Capturing Hoboken: The Paintings of Judy Schmitt
May 10 - July 5, 2015
The accomplished artist Judy Schmitt may be based in Cape Cod, but since her daughter and son-in-law moved to Hoboken 15 years ago, this city has been a second home for her. Inspired by the artistic tradition of Provincetown, Mass., and many of the experienced artists who live there, Schmitt strives to capture the soul of her subjects in her paintings. She will exhibit 14 of them in the Museum’s Upper Gallery from May 10 to July 5.
Schmitt grew up in the blue collar town of Waterbury, CT, so she appreciates the hidden beauty of the many factory buildings tucked into Hoboken’s cityscape. She is enamored of the beauty and sounds of Hoboken, which she soaks in on walks through the city, or while visiting its parks with her grandchildren. She loves the way the light bounces off the brownstones, and imagines the voices of the families who grew up in them. Her goal is to portray each building’s individual character and charm, using a rich palette of Veneitan red and burnt sienna.
She starts the paintings in plein air, on the street, taking color notes for the trees, the different red-browns of the bricks and grays of the sidewalks, and finishes the canvases in her studio.

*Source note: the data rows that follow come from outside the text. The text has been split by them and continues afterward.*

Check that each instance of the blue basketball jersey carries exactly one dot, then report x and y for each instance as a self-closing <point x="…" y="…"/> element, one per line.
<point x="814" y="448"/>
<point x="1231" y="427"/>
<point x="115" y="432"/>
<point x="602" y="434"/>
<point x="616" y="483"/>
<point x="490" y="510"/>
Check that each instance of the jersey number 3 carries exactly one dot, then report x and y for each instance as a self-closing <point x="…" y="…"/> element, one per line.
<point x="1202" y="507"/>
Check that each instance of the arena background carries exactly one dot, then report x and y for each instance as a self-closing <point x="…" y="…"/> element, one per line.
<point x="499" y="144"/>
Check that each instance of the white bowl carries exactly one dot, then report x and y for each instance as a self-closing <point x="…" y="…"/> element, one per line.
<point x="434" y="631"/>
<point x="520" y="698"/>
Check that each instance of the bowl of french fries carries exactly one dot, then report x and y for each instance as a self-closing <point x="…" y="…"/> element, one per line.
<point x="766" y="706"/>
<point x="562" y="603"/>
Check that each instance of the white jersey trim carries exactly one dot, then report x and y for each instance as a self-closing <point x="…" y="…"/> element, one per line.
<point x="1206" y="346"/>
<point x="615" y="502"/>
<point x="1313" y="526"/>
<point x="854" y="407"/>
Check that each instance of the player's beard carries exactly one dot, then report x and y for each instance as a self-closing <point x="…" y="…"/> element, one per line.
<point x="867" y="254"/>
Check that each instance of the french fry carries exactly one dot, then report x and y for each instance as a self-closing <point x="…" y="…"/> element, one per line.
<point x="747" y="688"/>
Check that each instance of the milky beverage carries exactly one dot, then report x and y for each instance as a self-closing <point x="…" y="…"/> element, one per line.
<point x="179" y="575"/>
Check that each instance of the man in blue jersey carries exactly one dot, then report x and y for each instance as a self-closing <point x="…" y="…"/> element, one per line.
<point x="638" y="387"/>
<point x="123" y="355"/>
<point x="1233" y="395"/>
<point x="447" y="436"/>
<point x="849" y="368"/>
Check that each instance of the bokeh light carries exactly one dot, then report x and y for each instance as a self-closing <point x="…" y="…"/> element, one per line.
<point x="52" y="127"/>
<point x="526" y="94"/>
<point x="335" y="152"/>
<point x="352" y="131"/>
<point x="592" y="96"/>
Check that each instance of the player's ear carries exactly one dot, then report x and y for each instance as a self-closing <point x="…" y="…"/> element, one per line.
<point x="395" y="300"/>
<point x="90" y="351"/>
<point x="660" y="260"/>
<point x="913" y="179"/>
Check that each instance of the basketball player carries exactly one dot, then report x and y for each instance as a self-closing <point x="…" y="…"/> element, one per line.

“A major influence was Edward Hopper, who lived and painted in my town,” she says, “and I learned about capturing the light, from my mentor, Steve Kennedy, a wonderful plein air artist.”
Living near the sea in New England, Schmitt is especially sensitive to Hoboken’s waterfront and its rich shipping history. She was so struck by the image of an old pier with the “Hoboken” tugboat, that she felt compelled to use a large canvas to convey the scene in all its rich detail, with the New York skyline in the background.
The exhibit is supported by a block grant from the State/County Partnership program for the Arts, administered by the Hudson County Division of Cultural and Heritage Affairs.